Principais critérios para diagnóstico:

Sinais de alerta

  • Déficits sociais;
  • Comportamentos estereotipados ou repetitivos;
  • Apego a objetos diferentes;
  • Fala dificultada ou ausência de fala;
  • Sensibilidade a alguns sons;
  • Não gosta de alteração na rotina;
  • Pouco contato visual;
  • Coordenação motora pobre;
  • Falta de consciência de perigo.

ENTREVISTA
Maria Helena Herrmann, neuropsicopedagoga

“É recomendado o convívio com outras crianças”

Como é possível identificar uma pessoa com autismo?

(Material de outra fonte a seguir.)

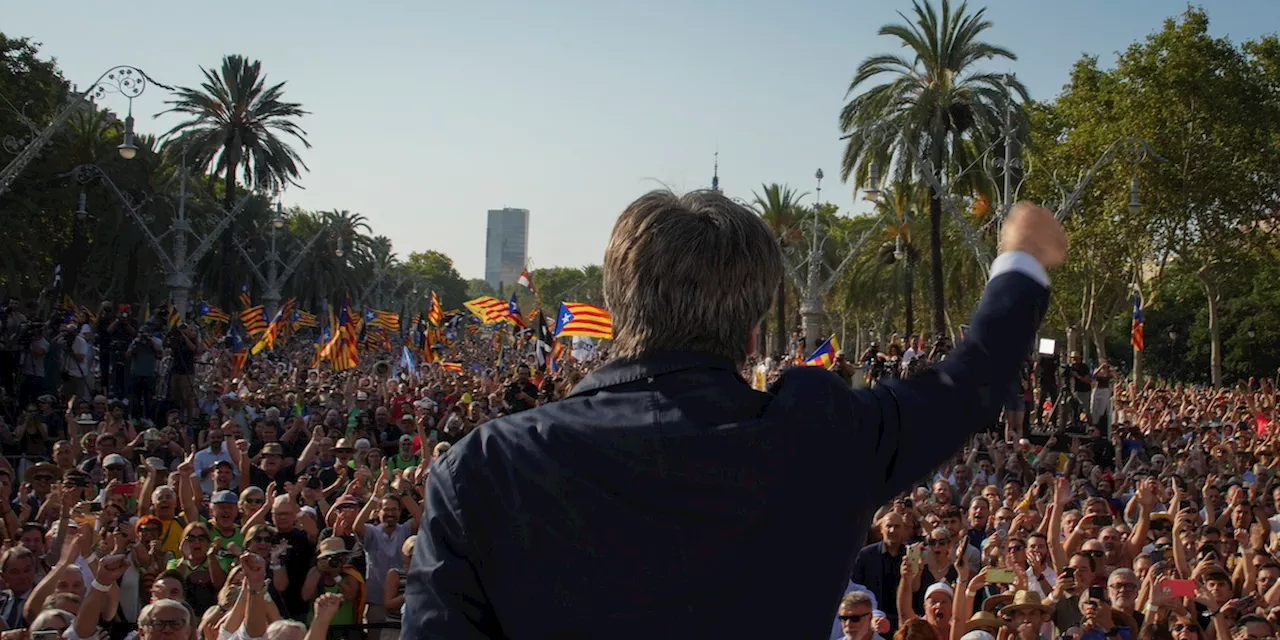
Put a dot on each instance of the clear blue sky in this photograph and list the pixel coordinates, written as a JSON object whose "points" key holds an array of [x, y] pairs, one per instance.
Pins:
{"points": [[425, 114]]}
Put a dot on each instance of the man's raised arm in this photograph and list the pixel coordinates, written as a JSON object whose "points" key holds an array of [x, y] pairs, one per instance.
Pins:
{"points": [[928, 417]]}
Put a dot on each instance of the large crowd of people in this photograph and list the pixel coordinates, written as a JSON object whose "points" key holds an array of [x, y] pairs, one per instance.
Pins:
{"points": [[151, 487]]}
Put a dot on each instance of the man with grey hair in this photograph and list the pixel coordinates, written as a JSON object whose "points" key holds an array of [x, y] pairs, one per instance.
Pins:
{"points": [[664, 493]]}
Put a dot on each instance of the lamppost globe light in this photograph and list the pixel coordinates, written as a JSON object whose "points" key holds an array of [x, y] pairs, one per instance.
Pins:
{"points": [[872, 192], [127, 149]]}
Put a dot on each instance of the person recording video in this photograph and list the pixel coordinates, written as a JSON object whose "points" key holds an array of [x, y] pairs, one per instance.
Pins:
{"points": [[144, 355], [76, 362], [639, 504]]}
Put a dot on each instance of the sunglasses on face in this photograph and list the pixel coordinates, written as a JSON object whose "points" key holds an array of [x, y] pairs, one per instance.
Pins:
{"points": [[167, 625]]}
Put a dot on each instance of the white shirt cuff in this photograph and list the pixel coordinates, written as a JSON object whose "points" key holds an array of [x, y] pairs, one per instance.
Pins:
{"points": [[1020, 263]]}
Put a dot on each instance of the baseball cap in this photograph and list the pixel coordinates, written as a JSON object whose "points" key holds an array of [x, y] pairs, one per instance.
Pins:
{"points": [[938, 588], [224, 497]]}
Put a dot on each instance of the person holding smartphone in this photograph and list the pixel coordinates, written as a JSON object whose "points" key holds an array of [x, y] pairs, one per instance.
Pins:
{"points": [[1073, 584]]}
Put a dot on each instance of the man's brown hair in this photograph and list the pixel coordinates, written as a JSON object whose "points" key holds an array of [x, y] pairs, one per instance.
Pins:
{"points": [[689, 273]]}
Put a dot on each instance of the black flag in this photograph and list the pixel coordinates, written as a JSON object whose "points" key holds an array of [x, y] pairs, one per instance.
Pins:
{"points": [[544, 341]]}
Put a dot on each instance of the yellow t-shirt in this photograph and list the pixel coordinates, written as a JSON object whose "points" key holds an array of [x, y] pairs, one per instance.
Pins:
{"points": [[170, 536]]}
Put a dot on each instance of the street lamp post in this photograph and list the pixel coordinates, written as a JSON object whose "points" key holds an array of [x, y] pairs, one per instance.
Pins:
{"points": [[1132, 149], [127, 81], [813, 288], [178, 263], [273, 283]]}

Esse processo de identificação pode começar com o pediatra, que já vai estar observando o desenvolvimento da criança. Entendo que na escola muitas dessas características são observadas também e os profissionais da educação apontam às famílias o que observam. Como os professores trabalham com muitas crianças, conseguem ver o que é típico de uma criança dessa idade e o que não é. Pessoas com autismo têm prejuízo na parte sociocomunicativa, como elas interagem, elas brincam de um jeito diferente, muitas vezes, não funcional. Parece não terem interesse em brincar com outras crianças mas, muitas vezes, é não saber como se incluir nessa brincadeira. Esse prejuízo na comunicação também é um critério de diagnóstico. Entendemos a comunicação às vezes só como fala, mas está muito além. O corpo também se manifesta quando a gente diz alguma coisa. Pode haver um atraso na fala, uma forma diferente de interagir e ainda um comportamento repetitivo. Eles têm apego à rotina, que é importante, mas também pode ser prejudicial, porque é um foco restrito, tudo tem que ser trabalhado. O autismo não é físico, está dentro de um grupo invisível.

Como se dá a inclusão?

É recomendado esse convívio com outras crianças. Temos na escola uma representação do que acontece na sociedade. A escola é lugar de que todos estejam, de encontro. Claro que é preciso respeitar as necessidades de cada um, entendendo que a formação docente é um pilar. Quando colocamos as crianças para interagir, a gente ajuda um pouquinho e vai acontecendo naturalmente, é um espaço de estímulo e aprendizagem muito rico. Tem muita coisa acontecendo, mas tem lugares que também são referências, tem situações que são grandes desafios para os professores. Essas crianças carecem muitas vezes de serviços de saúde, isso também é um desafio. Muitas vezes acontece de pessoas com autismo associarem outras habilidades. Quando você tem um potencial acima da média também merece atenção, porque às vezes por aquela habilidade vai conseguir se colocar em um espaço social.